The protective responsibilities date back to the births of the agencies and were not repealed by federal-provincial deregulation agreements, although methods of carrying out the mandates were overhauled. No demand for repeal emerged among Canadian producers or marketers as exports multiplied five-fold to 3.7 Tcf per year — 60% of the nation’s production — by taking a 15% share of the U.S. market. Until signs that productivity is over the hill developed over the past 18 months, the expansionist period included consensus forecasts of steady growth. The NEB is expected to join its provincial counterpart in setting aside the old consensus in a 25-year forecast of national supply and demand scheduled for release later this spring.

The AEUB stressed that it sees no reason to stop endorsing gas-removal permits on its 10-year forecast horizon. The agency predicted that by 2012 demand within Alberta for its own gas will still only be 39% of production.

Competition for supplies and sustained upward pressure on prices are expected to develop, however — and the oil industry will be among the biggest drivers as a result of another turning point reached by Canadian producers. At the same time as gas fields enter decline, conventional oil wells are depleting. They are being replaced by mining complexes and “in-situ” or underground extraction projects tapping the northern Alberta oil sands, where the AEUB estimates reserves within technical reach at about 315 billion barrels.

Both oil-sands methods are heavy users of gas for power generation and heat processes. The AEUB forecasts gas demand for oil sands production will about triple to 1.2 Bcf/d by 2012. Total Alberta gas consumption is projected to rise 32% to 4.5 Bcf daily.

The oil-sands development wave is also making access to gas reserves increasingly difficult in the northeastern Alberta region involved. Shallow gas production has been found to conflict with oil-sands extraction from deeper formations by reducing pressures in geological reservoirs. Since the oil-sands projects are larger and have longer lives, gas has to give way under provincial policy of maximizing the value of Alberta resources and government royalty revenues.

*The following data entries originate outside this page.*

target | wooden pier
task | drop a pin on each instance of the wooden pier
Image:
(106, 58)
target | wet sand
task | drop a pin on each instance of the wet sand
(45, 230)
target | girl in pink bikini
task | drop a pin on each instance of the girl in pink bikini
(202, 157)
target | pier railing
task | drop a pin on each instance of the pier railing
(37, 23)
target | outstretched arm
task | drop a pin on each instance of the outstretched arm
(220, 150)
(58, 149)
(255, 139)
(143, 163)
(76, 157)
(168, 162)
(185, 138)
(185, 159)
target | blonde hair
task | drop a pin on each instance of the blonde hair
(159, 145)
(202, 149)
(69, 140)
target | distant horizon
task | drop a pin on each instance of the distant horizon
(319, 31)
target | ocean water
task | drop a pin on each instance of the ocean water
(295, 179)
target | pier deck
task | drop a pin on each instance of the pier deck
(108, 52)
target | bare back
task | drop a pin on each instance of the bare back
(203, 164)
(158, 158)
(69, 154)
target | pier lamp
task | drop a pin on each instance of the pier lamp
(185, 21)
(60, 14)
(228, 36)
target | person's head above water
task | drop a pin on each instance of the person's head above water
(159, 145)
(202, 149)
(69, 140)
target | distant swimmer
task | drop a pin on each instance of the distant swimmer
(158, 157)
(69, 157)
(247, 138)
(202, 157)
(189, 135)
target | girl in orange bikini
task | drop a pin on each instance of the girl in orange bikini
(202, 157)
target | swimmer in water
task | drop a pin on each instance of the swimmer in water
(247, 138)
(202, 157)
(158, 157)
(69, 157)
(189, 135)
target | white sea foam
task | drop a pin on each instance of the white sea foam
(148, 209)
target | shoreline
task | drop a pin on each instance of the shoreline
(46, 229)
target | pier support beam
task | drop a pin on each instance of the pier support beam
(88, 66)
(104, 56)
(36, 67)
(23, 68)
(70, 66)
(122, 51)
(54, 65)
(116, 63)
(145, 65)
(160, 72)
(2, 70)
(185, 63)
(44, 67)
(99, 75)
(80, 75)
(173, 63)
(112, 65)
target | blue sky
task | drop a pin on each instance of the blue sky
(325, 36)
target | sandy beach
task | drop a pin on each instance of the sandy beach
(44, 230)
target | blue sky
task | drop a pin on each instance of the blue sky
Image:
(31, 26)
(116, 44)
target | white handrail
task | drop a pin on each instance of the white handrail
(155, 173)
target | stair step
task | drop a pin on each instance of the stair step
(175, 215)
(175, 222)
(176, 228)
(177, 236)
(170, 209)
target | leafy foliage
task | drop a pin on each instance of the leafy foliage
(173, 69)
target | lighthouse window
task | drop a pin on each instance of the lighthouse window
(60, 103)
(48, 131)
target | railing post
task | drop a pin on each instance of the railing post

After six years of technical consultations and hearings, the AEUB last week announced a plan to make 11 gas producers shut in about 900 wells currently delivering 245 MMcf/d from an estimated 1 Tcf of reserves in the oil-sands region (see related story). The announcement for the shut-ins to begin in August, triggered a flurry of activity on stock exchanges, a split in the Canadian industry, and regulatory and potentially court-room duels. After it thoroughly studies the situation, the AEUB said as much as 50% of the shut-in gas could be returned to production.

Tight gas markets are also forecast to encourage oil-sands producers to work on technical improvements that include lowering the temperatures of their gas-fired processes and a new method of substituting hydrogen stripped out of the ore.